While the claim has not been verified, it raises the prospect that the war in Ukraine could not only spill over Europe’s borders but also the global lifeline of military and civilian space systems orbiting the Earth, which national security officials have been warning are increasingly vulnerable to cyber attacks.

“If you get to a point where you are hitting critical systems, you risk escalation,” said Chris Painter, the former top government coordinator for cyber policy.

For example, he said “blinding nuclear command and control or early warning satellites could be very destabilizing.”

But he also said he has been a bit surprised that cyber attacks have not featured more prominently in the week-old Ukraine conflict.

“They haven’t played the role people thought they would,” he said in an interview. “We may see more of it in the coming days.”

The purported attack on Roscosmos definitely got the attention of leaders in Moscow when hackers asserted they were able to interrupt access to satellites images.

“The Russian Space Agency sure does love their satellite imaging,” the anonymous NB65 wrote late Tuesday. “Better yet, they sure do love their Vehicle Monitoring System.”

It went on to claim that the system’s “credentials were rotated and the server is shut down.”

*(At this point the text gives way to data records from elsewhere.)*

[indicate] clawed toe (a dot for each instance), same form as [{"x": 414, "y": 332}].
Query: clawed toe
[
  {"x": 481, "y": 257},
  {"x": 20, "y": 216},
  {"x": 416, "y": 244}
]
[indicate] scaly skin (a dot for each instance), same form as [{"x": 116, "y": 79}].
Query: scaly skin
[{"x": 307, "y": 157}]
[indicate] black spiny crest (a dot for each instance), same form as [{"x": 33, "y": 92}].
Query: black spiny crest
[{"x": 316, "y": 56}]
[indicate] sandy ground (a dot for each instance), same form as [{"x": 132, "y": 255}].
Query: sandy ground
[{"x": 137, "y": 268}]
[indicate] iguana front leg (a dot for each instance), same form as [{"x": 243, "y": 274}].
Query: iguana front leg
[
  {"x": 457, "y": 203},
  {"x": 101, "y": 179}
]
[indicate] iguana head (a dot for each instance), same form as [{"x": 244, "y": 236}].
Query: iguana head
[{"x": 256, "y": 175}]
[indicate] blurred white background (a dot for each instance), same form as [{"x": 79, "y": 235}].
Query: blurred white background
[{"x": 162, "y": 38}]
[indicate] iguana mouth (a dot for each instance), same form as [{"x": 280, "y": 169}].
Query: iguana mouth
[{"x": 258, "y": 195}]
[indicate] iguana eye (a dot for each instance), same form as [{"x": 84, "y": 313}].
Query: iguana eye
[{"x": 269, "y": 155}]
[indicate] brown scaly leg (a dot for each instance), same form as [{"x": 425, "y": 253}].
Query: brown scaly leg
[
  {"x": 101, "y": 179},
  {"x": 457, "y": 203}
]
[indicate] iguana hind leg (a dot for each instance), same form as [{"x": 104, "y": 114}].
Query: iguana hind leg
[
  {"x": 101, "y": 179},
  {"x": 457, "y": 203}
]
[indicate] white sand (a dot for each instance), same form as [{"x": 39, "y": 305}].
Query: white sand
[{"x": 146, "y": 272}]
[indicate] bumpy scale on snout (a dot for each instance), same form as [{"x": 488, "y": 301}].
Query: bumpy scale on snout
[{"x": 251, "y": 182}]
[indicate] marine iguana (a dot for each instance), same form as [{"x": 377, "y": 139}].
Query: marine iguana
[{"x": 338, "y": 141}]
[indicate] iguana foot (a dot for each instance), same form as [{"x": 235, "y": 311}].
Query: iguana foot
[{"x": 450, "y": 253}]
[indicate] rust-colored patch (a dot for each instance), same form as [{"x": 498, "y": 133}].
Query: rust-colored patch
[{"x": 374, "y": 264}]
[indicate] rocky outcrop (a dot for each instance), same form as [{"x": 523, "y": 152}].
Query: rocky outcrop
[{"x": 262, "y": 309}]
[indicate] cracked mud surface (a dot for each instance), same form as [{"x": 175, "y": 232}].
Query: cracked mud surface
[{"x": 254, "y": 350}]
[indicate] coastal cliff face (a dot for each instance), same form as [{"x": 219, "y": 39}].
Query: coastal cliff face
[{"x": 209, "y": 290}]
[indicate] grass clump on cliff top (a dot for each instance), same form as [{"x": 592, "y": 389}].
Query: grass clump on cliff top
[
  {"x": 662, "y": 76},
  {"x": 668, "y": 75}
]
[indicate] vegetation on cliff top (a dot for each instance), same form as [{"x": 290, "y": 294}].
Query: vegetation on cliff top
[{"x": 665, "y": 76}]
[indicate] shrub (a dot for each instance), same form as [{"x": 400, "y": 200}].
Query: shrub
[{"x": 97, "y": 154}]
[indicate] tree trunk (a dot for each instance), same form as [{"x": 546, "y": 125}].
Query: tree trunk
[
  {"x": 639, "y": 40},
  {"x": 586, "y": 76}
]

But officially Russia dismissed such claims.

“The information of these scammers and petty swindlers is not true,” Roscosmos chief Dmitry Rogozin tweeted on Wednesday. “All our space activity control centers are operating normally.”

Then, in an interview with the Interfax news agency, Rogozin also warned that “offlining the satellites of any country is actually a casus belli, a cause for war,” Reuters reported.

But military officials have long seen the cyber threat to military and civilian space systems as another front; the U.S. Space Force, for example, warned last year that satellites get hacked on nearly a daily basis.

“That’s probably one of the biggest potential exposed flanks,” Col. Benjamin Ogden, the space operations officer at the Army War College, said at a symposium on Wednesday hosted by the International Institute for Strategic Studies.

He cited the wide-ranging reliance on satellite communications and other services for the civilian population as well as military forces.

“When you start adding commercial companies that are now contributing to this data — this aggregation of data, passing of data — it is no longer held behind military closed doors,” he said. “It’s kind of now more public, if you will. So people who have cyber capabilities can tap into this and do some significant damage.”

On Monday, U.S. satellite communications company Viasat said it was investigating a partial outage on its European KA-SAT network that it suspects may have been the result of a cyber attack.